Андрей любил ее рисовать. Овал лица – треугольником, с высокими скулами. И большие зеленые глаза. Кошка. Глаза преувеличивал. А щеки преуменьшал. И сейчас в гостиничном зеркале Лена увидела преувеличенные глаза и овал треугольником. Горе что-то добавило. Присмуглило. Подсушило. Но осенний лист тоже красив. И его тоже можно поставить в вазу, украсить жилище. Жизнь продолжается.

Вошел Елисеев. Едва разделся и сразу грохнулся.

– От тебя воняет алкоголем, – сказала Лена.

– Ну и что теперь с этим делать? Лечь на другую кровать?

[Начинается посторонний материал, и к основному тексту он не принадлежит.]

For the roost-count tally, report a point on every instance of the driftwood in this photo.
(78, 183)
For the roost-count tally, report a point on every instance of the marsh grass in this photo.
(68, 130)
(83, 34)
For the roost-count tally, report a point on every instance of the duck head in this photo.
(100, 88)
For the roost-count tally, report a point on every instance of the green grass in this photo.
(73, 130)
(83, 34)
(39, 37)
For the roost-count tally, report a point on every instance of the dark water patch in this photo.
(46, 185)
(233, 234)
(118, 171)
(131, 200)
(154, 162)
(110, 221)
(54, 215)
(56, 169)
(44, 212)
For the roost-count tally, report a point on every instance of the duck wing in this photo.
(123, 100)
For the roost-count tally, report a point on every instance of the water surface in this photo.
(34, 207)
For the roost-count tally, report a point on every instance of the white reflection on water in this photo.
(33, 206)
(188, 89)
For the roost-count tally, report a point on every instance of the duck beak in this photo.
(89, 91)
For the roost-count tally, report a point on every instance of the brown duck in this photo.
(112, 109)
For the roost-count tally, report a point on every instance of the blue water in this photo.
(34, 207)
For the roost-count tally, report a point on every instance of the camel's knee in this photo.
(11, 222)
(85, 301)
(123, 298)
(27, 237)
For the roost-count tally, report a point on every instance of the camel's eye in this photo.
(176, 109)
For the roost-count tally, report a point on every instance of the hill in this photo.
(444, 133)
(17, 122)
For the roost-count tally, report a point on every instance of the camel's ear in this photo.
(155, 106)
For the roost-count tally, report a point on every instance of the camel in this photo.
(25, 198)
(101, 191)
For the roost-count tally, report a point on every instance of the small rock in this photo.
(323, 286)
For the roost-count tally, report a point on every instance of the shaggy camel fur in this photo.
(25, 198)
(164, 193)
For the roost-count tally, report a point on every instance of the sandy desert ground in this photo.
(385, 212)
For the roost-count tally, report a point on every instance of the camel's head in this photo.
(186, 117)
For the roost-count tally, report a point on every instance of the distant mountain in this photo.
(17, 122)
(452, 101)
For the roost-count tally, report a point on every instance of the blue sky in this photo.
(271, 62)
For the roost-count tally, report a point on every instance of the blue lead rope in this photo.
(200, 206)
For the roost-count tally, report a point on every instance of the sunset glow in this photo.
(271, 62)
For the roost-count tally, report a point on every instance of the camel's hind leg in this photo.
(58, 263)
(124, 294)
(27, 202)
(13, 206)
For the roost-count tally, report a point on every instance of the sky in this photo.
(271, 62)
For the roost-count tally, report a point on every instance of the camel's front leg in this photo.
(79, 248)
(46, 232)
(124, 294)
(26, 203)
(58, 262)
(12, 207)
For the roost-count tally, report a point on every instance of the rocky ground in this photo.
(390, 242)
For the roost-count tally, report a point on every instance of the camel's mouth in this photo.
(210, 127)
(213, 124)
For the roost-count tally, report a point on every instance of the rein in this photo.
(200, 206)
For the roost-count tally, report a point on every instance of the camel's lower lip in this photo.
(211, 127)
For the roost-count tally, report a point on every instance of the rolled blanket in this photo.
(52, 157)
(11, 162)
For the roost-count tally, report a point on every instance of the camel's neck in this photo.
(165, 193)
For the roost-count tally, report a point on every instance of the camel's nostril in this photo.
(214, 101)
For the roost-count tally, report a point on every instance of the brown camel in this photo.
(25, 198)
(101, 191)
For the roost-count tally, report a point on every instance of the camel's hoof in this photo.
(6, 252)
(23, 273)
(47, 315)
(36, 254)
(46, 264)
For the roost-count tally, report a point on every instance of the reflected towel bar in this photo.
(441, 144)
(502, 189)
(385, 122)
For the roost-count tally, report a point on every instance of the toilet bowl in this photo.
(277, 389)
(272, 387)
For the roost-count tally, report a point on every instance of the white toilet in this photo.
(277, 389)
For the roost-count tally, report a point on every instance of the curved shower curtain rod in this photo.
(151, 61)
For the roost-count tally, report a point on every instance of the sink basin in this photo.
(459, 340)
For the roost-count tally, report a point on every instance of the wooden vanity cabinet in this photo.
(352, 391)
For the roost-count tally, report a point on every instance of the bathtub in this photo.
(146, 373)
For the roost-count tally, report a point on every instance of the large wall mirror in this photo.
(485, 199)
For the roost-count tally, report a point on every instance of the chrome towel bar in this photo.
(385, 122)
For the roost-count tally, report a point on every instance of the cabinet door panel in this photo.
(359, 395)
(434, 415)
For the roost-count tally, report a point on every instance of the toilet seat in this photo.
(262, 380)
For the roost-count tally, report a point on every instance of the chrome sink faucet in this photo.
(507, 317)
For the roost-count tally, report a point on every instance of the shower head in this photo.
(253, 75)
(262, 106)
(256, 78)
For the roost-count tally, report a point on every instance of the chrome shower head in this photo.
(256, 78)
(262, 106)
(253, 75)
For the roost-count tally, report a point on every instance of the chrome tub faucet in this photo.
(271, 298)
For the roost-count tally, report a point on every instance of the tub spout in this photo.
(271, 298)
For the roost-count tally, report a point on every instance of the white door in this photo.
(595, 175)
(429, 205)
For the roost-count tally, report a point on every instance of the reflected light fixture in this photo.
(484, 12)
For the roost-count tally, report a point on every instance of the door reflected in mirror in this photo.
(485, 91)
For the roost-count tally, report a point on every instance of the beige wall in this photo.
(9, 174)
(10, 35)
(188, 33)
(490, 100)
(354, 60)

– Нет, – сказала она. – Останься.

Они лежали рядом и слушали тишину.

– Ты никогда не говорил о своей жене.

– А зачем о ней говорить?

– Но она же существует…

– Естественно.

– А какая она?

Он помолчал. Потом сказал нехотя:

– Высокая. Сутулая. Это оттого, что у нее всегда была большая грудь. Она стеснялась. И сутулилась.

– Ты ее любил?

– Не помню. Наверное…

– У вас есть дети?

– Нет.

– А постель?

– Нет.

– А какая ее роль?

– Мертвый якорь.

– Что это значит?

– Это якорь, который болтается возле парохода и цепляется за дно. Он не держит. Но корабль не может отойти далеко. Не может уйти в далекие воды.

Его корабль болтается у причала, как баржа. Среди арбузных корок и спущенных гальюнов.

– А зачем тебе такая жизнь?

– Я не должен быть счастлив. Иначе я не смогу останавливать мгновения. Или остановлю не те. Счастливый человек не имеет зрения. Он имеет, конечно. Но другое.

– Это ты все придумал, чтобы оправдать свою грязную жизнь… Можно серьезно работать и серьезно жить.

– Можно. Но у меня не получается. И у тебя не получается.

– Мой муж умер.

– Я об этом и говорю. Твой муж серьезно работал и серьезно жил, и это скоро кончилось. Когда все спрессовано, то надолго не хватает. Надо, чтобы было разбавлено говном.

– Ты же говорил, что хочешь быть мне еврейским мужем…

– Хочу. Но вряд ли получится. Я пьянь.

– Пей.

– Я бабник.

– Это плохо. Мы будем ссориться. Я буду бороться.